Ein psychiatrischer Gutachter hat den Hauptbeschuldigten im Stuttgarter Dschihadisten-Prozess untersucht. Das Urteil am Oberlandesgericht wird für Ende März erwartet.

Lokales: Christine Bilger (ceb)

Stuttgart - In dem Verfahren gegen drei mutmaßliche Terrorhelfer am Oberlandesgericht ist am Mittwoch ein psychiatrischer Gutachter als Sachverständiger gehört worden. Die Expertise des Mediziners galt dem 27-jährigen Hauptbeschuldigten. Der war im Sommer 2013 bereits in Syrien gewesen und mit einer Einkaufsliste nach Deutschland zurückgekommen. Mit den besorgten Waren sollte er dann zurück nach Syrien kommen und sie den Kämpfern übergeben. Seine Verteidiger hatten im November beantragt, untersuchen zu lassen, ob der Mann unter einer posttraumatischen Belastungsstörung leide, weil er vor seiner Festnahme zur Kampfausbildung in Syrien gewesen war.

 

In dem Verfahren müssen sich der Stuttgarter Ismail I. und ein Mann aus Mönchengladbach verantworten, die zusammen nach Syrien in den Kampf gegen das Assad-Regime ziehen wollten – zumindest hatten sie dafür Ausrüstungsgegenstände besorgt. Diese fand die Polizei bei den Männern im Kofferraum, als sie diese im Herbst 2013 auf der Autobahn stoppte und so von der Fahrt nach Syrien abhalten konnte. Der Bruder des Stuttgarters ist ebenfalls angeklagt. Er sollte Geld für das Vorhaben beschaffen, so die Anklage.

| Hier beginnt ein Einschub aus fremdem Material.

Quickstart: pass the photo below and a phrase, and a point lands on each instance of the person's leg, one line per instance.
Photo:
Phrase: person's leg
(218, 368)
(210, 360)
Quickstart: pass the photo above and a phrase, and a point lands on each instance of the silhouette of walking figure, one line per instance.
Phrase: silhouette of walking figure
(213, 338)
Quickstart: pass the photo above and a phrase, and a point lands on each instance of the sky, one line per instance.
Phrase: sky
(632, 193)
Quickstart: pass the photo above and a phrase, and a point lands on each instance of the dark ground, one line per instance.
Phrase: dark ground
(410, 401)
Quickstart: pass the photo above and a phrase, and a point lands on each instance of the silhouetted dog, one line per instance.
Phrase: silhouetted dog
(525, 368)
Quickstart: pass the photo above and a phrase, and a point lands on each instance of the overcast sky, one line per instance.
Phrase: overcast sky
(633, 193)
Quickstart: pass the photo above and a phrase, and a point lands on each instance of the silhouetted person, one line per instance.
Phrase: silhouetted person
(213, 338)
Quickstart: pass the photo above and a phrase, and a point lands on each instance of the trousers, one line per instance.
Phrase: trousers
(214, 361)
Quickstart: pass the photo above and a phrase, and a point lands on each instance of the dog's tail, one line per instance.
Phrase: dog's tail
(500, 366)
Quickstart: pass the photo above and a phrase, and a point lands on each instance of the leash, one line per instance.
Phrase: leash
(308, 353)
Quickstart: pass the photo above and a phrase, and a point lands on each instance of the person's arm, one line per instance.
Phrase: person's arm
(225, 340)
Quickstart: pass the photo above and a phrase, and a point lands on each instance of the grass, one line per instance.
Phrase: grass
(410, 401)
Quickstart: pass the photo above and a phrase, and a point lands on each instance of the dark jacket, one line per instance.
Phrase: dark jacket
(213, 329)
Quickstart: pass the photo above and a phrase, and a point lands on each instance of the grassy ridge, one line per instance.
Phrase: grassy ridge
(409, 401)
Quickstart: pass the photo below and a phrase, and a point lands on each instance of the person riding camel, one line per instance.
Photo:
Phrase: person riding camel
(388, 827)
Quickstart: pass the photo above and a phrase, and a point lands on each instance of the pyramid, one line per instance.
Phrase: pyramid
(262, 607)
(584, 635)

Keine posttraumatische Belastungsstörung diagnostiziert

Der Arzt sieht keine posttraumatische Belastungsstörung bei Ismail I., den er zwei Tage lang untersucht hatte. Eine solche Krankheit werde – so die Definition der Weltgesundheitsorganisation (WHO) – durch „Erlebnisse, die nahezu bei jedem Menschen Verzweiflung auslösen“, hervorgerufen, so der Sachverständige. Zum Krankheitsbild gehöre es, dass dieses Erlebnis in Träumen und Gedanken wieder und wieder durchlebt werde, respektive dass man Situationen vermeide, die solche Erinnerungen auslösen würden. All dies habe er beim Angeklagten nicht gesehen. Er erkenne allenfalls eine histrionische Persönlichkeitsstörung. Personen, die davon betroffen seien, erlebten vieles heftiger, aber ohne eine große emotionale Tiefe. Auch der Hang, zu dramatisieren, sowie der Geltungsdrang, gingen damit einher. Zudem sei das Verhalten des 27-jährigen Angeklagte noch sehr von Jugendtümlichkeit geprägt. Der junge Mann habe für sich noch keine Identität gefunden. All das erkläre, warum er bei einer Pilgerfahrt in Mekka anfällig war für die Anwerbung der Dschihadisten: Sie gaben ihm Orientierung und er fand Anerkennung bei ihnen.

Der Senat ließ erkennen, dass das Verfahren nun bald zu einem Ende kommen werde. Es ist kein weiteres Beweisprogramm mehr vorgesehen. Der Verteidiger des Mönchengladbachers stellte drei Anträge, die der Vertreter der Bundesanwaltschaft jedoch als unzulässig bezeichnete. Termine sind bis zum 27. März anberaumt.